“We are so many and they are so few,” one of the demonstrators at Toronto’s Climate Strike rally said to the mammoth crowd amassed at Queen’s Park on Sep. 27, 2019. At those words, goosebumps ran through my entire body.
I was at the rally that day as an organizer with Future Majority. Since August, my work — along with that of 20 fellow organizers and a team of volunteers — has been to build an uprising of young people for this federal election on the issues plaguing our generations, such as the climate crisis and unaffordability. Every day for the past month, we have walked the length and breadth of 20 campuses, talking to students about the importance of voting.
We, the people between 18 and 35 years old, form the largest voting bloc this election. We finally have power.
The 2019 federal election is a game changer for many reasons. Rahul Mehta, a Future Majority volunteer organizing students at the University of Toronto’s Mississauga campus, calls this year a “critical juncture” for politicians and their politics.
For the first time, politicians are well aware that they cannot win without a concrete, solutions-oriented agenda for mitigating the climate crisis. And according to Mehta — a lifelong resident committed to Mississauga — politicians are realizing for the first time that they are losing votes as a new generation of voters is replacing the Baby Boomers.
Politicians, without a doubt, have helped mould an image of apathetic youth. They call us lazy. They call us disengaged. It seems this is their justification for why we don’t get involved in politics. But how many of their policies actually reflect our concerns? Who among them is talking to us?
They say we’re lazy, yet according to Statistics Canada, young Canadians are more educated than older ones. They are also working more part-time jobs than ever because of a definitive lack of full-time jobs that match their qualifications and pay their bills. For the first time in 20 years, homeownership among youth has declined, and more of us are living longer with parents.

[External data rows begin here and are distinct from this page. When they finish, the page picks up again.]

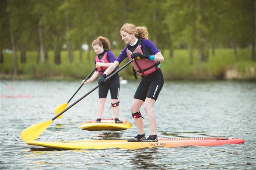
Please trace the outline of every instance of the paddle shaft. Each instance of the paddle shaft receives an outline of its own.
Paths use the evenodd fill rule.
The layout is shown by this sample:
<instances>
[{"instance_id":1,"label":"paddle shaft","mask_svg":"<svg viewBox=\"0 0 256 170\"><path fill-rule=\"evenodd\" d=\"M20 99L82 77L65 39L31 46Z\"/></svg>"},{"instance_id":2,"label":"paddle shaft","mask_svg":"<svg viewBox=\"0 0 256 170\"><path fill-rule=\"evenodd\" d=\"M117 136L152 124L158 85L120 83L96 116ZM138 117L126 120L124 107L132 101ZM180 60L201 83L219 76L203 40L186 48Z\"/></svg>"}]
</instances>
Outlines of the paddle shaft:
<instances>
[{"instance_id":1,"label":"paddle shaft","mask_svg":"<svg viewBox=\"0 0 256 170\"><path fill-rule=\"evenodd\" d=\"M118 72L119 72L119 71L120 71L123 70L125 67L126 67L126 66L127 66L127 65L130 65L133 61L133 60L131 60L130 61L129 61L129 62L128 62L125 65L123 65L121 68L120 68L118 70L116 70L116 71L115 71L114 73L113 73L113 74L112 74L111 75L110 75L109 77L107 77L105 79L106 81L107 81L109 79L111 78L112 77L113 77L115 75L116 75L116 73L117 73ZM70 108L72 107L74 105L75 105L78 102L79 102L80 101L81 101L82 99L84 99L85 97L87 96L90 93L91 93L92 92L93 92L94 91L96 90L97 88L98 88L99 87L99 85L98 85L97 86L96 86L94 88L92 88L89 92L88 92L87 93L86 93L86 94L84 95L83 96L82 96L80 99L78 99L76 101L75 101L75 102L74 102L74 103L71 104L69 106L68 106L68 107L66 108L66 109L65 110L63 110L62 112L61 112L59 113L58 115L56 115L54 118L52 119L52 120L53 120L53 121L55 119L56 119L58 117L59 117L60 115L62 115L63 113L64 113L65 112L66 112L66 111L67 111L67 110L69 109Z\"/></svg>"},{"instance_id":2,"label":"paddle shaft","mask_svg":"<svg viewBox=\"0 0 256 170\"><path fill-rule=\"evenodd\" d=\"M96 69L96 68L95 68L93 69L93 70L92 70L91 71L91 72L90 73L90 74L85 78L85 81L86 81L88 78L90 78L90 77L91 75L91 74L92 74L92 73L93 73L93 72L95 71L95 69ZM81 85L80 85L80 87L79 87L79 88L77 90L77 91L76 92L74 93L74 94L73 95L72 95L72 96L71 97L71 98L70 98L70 99L69 99L69 100L68 101L68 102L67 102L67 103L69 103L69 102L70 102L70 101L71 100L71 99L75 96L75 95L76 95L76 94L77 94L77 92L80 89L80 88L81 88L82 87L82 86L83 86L83 85L84 85L84 83L82 83L82 84Z\"/></svg>"}]
</instances>

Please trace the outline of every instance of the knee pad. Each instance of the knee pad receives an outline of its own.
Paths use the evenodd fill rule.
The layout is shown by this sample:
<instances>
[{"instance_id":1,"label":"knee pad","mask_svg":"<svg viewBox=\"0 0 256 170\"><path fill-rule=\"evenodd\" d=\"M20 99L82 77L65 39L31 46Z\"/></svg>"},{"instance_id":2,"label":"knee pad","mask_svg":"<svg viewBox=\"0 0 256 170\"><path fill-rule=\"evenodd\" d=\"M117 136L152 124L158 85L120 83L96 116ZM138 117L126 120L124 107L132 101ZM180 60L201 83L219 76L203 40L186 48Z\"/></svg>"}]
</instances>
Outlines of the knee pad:
<instances>
[{"instance_id":1,"label":"knee pad","mask_svg":"<svg viewBox=\"0 0 256 170\"><path fill-rule=\"evenodd\" d=\"M120 101L118 101L116 103L111 103L111 106L109 108L109 109L111 108L111 107L115 107L116 106L118 106L119 105L119 103L120 103Z\"/></svg>"},{"instance_id":2,"label":"knee pad","mask_svg":"<svg viewBox=\"0 0 256 170\"><path fill-rule=\"evenodd\" d=\"M132 116L133 118L139 119L140 117L143 118L141 116L141 113L140 111L137 112L135 113L132 113Z\"/></svg>"}]
</instances>

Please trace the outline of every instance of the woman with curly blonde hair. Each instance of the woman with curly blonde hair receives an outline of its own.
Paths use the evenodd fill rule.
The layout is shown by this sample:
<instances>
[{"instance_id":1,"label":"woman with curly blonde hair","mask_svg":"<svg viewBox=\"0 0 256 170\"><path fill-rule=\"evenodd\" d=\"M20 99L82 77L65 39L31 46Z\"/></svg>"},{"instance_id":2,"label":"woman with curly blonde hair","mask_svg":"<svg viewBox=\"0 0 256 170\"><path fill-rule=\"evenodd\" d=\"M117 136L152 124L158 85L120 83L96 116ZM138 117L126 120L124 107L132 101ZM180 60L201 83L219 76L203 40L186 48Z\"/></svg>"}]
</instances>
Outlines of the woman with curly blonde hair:
<instances>
[{"instance_id":1,"label":"woman with curly blonde hair","mask_svg":"<svg viewBox=\"0 0 256 170\"><path fill-rule=\"evenodd\" d=\"M148 39L146 27L135 27L126 24L120 31L122 40L127 46L122 51L116 61L101 75L98 79L100 86L107 83L105 79L126 57L134 59L132 63L134 70L141 76L141 81L131 104L130 111L138 129L137 136L128 142L157 142L156 119L152 107L164 85L164 78L160 68L160 61L164 60L163 55L154 43ZM138 58L138 57L139 57ZM136 73L134 74L137 78ZM144 104L144 109L149 122L150 135L146 139L144 133L144 118L140 111Z\"/></svg>"}]
</instances>

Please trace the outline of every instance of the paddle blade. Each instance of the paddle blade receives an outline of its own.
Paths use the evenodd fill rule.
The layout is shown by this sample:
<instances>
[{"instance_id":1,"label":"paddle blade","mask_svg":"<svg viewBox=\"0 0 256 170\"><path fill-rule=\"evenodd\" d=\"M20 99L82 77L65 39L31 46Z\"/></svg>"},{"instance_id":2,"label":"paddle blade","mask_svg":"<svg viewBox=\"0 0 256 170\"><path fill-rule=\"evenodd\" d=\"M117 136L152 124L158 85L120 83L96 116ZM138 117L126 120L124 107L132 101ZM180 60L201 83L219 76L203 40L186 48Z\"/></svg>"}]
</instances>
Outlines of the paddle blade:
<instances>
[{"instance_id":1,"label":"paddle blade","mask_svg":"<svg viewBox=\"0 0 256 170\"><path fill-rule=\"evenodd\" d=\"M66 102L62 103L62 104L60 104L58 106L57 106L56 109L55 109L55 110L54 110L54 112L55 112L55 115L57 115L60 112L62 112L64 109L66 109L67 106L67 105L68 105L68 103ZM57 119L60 119L61 117L62 117L62 115L61 115L60 116L58 117Z\"/></svg>"},{"instance_id":2,"label":"paddle blade","mask_svg":"<svg viewBox=\"0 0 256 170\"><path fill-rule=\"evenodd\" d=\"M34 140L52 123L53 120L42 122L28 127L21 133L21 137L24 142Z\"/></svg>"}]
</instances>

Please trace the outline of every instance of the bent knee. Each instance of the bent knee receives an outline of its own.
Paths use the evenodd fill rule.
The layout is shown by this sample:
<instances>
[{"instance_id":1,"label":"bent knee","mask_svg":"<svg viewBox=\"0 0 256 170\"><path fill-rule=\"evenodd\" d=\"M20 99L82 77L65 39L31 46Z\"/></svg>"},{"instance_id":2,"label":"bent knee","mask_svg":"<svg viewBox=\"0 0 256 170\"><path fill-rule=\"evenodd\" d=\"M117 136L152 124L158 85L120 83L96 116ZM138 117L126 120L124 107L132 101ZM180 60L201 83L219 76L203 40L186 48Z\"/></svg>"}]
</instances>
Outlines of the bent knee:
<instances>
[{"instance_id":1,"label":"bent knee","mask_svg":"<svg viewBox=\"0 0 256 170\"><path fill-rule=\"evenodd\" d=\"M145 105L143 107L143 109L147 113L152 110L152 107L149 105Z\"/></svg>"}]
</instances>

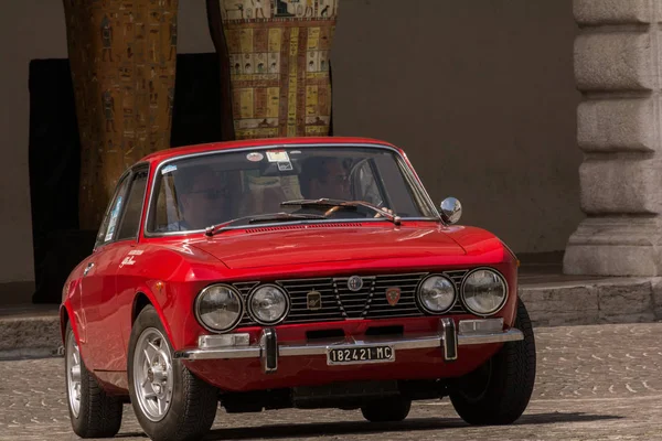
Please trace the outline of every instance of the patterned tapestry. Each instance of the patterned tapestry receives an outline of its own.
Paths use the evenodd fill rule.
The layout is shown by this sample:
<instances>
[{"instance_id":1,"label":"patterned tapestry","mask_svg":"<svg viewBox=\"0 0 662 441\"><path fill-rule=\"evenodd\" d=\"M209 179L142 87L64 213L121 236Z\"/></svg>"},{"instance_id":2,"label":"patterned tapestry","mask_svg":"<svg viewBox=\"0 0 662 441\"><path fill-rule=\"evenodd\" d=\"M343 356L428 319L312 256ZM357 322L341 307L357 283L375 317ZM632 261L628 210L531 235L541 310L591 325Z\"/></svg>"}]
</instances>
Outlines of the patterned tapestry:
<instances>
[{"instance_id":1,"label":"patterned tapestry","mask_svg":"<svg viewBox=\"0 0 662 441\"><path fill-rule=\"evenodd\" d=\"M170 144L179 0L63 0L81 135L81 229L117 180Z\"/></svg>"},{"instance_id":2,"label":"patterned tapestry","mask_svg":"<svg viewBox=\"0 0 662 441\"><path fill-rule=\"evenodd\" d=\"M218 0L236 139L328 136L339 0Z\"/></svg>"}]
</instances>

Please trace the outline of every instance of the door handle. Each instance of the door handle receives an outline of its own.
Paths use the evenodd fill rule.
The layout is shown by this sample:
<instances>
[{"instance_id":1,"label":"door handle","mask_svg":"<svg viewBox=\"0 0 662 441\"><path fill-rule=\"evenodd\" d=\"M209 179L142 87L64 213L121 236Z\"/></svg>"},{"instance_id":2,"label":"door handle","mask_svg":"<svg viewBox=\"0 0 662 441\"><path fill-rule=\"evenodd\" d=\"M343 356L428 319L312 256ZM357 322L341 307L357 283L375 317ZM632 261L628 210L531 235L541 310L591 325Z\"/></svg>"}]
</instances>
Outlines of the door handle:
<instances>
[{"instance_id":1,"label":"door handle","mask_svg":"<svg viewBox=\"0 0 662 441\"><path fill-rule=\"evenodd\" d=\"M89 262L87 263L87 267L85 267L85 270L83 271L83 277L87 276L87 273L89 272L89 270L94 267L94 262Z\"/></svg>"}]
</instances>

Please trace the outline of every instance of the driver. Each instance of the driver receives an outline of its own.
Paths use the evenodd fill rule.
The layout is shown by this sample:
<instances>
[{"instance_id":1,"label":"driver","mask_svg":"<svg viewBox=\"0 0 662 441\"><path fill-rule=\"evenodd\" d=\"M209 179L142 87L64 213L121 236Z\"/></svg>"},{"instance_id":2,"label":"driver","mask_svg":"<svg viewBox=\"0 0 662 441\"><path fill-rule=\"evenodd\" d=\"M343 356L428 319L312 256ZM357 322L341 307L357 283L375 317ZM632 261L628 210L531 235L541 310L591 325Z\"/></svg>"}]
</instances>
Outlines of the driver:
<instances>
[{"instance_id":1,"label":"driver","mask_svg":"<svg viewBox=\"0 0 662 441\"><path fill-rule=\"evenodd\" d=\"M352 201L350 174L338 158L312 157L303 164L300 175L301 194L306 198ZM382 209L393 214L387 207ZM382 217L376 214L375 217Z\"/></svg>"},{"instance_id":2,"label":"driver","mask_svg":"<svg viewBox=\"0 0 662 441\"><path fill-rule=\"evenodd\" d=\"M350 179L337 158L313 157L306 161L301 173L303 197L351 201Z\"/></svg>"},{"instance_id":3,"label":"driver","mask_svg":"<svg viewBox=\"0 0 662 441\"><path fill-rule=\"evenodd\" d=\"M180 220L168 225L169 232L204 229L228 218L227 186L207 165L181 170L175 179Z\"/></svg>"}]
</instances>

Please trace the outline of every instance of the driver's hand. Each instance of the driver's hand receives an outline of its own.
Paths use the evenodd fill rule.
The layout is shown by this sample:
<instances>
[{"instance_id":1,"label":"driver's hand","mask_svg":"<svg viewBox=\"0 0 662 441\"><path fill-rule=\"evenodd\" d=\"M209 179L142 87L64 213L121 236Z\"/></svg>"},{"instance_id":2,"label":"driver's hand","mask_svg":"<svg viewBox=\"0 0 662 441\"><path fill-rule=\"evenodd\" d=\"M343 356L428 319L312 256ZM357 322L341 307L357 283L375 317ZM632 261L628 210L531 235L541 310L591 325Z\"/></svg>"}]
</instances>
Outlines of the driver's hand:
<instances>
[{"instance_id":1,"label":"driver's hand","mask_svg":"<svg viewBox=\"0 0 662 441\"><path fill-rule=\"evenodd\" d=\"M387 207L380 207L380 208L382 208L383 211L387 212L388 214L392 214L395 216L395 212L393 209L387 208ZM375 214L375 217L383 217L383 216L381 213L377 213L377 214Z\"/></svg>"}]
</instances>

We were told to follow the path of our parents’ generation, but society and its systems have changed since then and are no longer setting us up for success.
“Politicians may have written us off as apathetic,” says Adam Kain, a 17-year-old volunteer who is canvassing students at Brock University, “but what they are not realizing is that there are issues that are affecting so many young people that is igniting their spirit to get involved.”
As an organizer, I have spoken to almost 2,000 people about the importance of voting. Together, my colleagues and I have spoken to well over 20,000 people. And no matter where we have spoken to them, the issues clearly causing stress and anxiety are the rising cost of living, student debt and the climate crisis. What also became clear from our conversations — one youth to another — is that we are not averse to politics. Each organizer arrived on campus alone, but since then has built a squad of young organizers volunteering their time to get their voices heard.
“Sometimes it feels like the existent systems are built to remind us that we are not powerful. But that’s just not true,” says Vaideehee Lanke, a 19-year-old volunteer at the University of Saskatchewan.
“The value of organizing is so undervalued. We forget that to deal with national and global issues, we have to first find local solutions. The demographic is different everywhere. As local organizers, we are able to recognize grassroots issues and develop closer relations by people from the community, for the people intended to reach. And that is where the real power is.”
The strike on Sep. 27 was so powerful because it was a clear-cut demonstration of the power that people in a democracy hold if they come together. Approximately 694,000 people turned up to protest against the inaction of their political representatives on the most important issue of our generation. Their presence was a warning to politicians: we need action, we need it now and you can’t remain in office without giving us solutions.
In an ideal democracy, politicians should be doing the hard work of organizers by meeting people where they are to find out about and provide solutions to the issues affecting their lives. But career politicians are only concerned with holding on to power. As soon as elections come around, so do they, with their ingenuine door-knocking and flakey promises.
“[As organizers] we’re thinking big and small at the same time. This work recognizes that there are people on different levels of civil engagement all at once, and we’re engaging them at different levels,” says Rahul. “Through intimate interactions with young people, we have actually given them time to think about their issues for the first time between all the hustle in their life.”
How can Canada expect to evolve and progress as a society if the majority of its people are living paycheque to paycheque?
Politicians need to wake up and smell the smoke. There is a network of young people across the country coming together that have been provided with the tools and skills to build a movement and use it to create serious change.
In fact, we are already together — more than 20,000 of us across Canada are mobilizing. We are mobilizing for the planet and for ourselves. Politicians may not have realized this, but we have.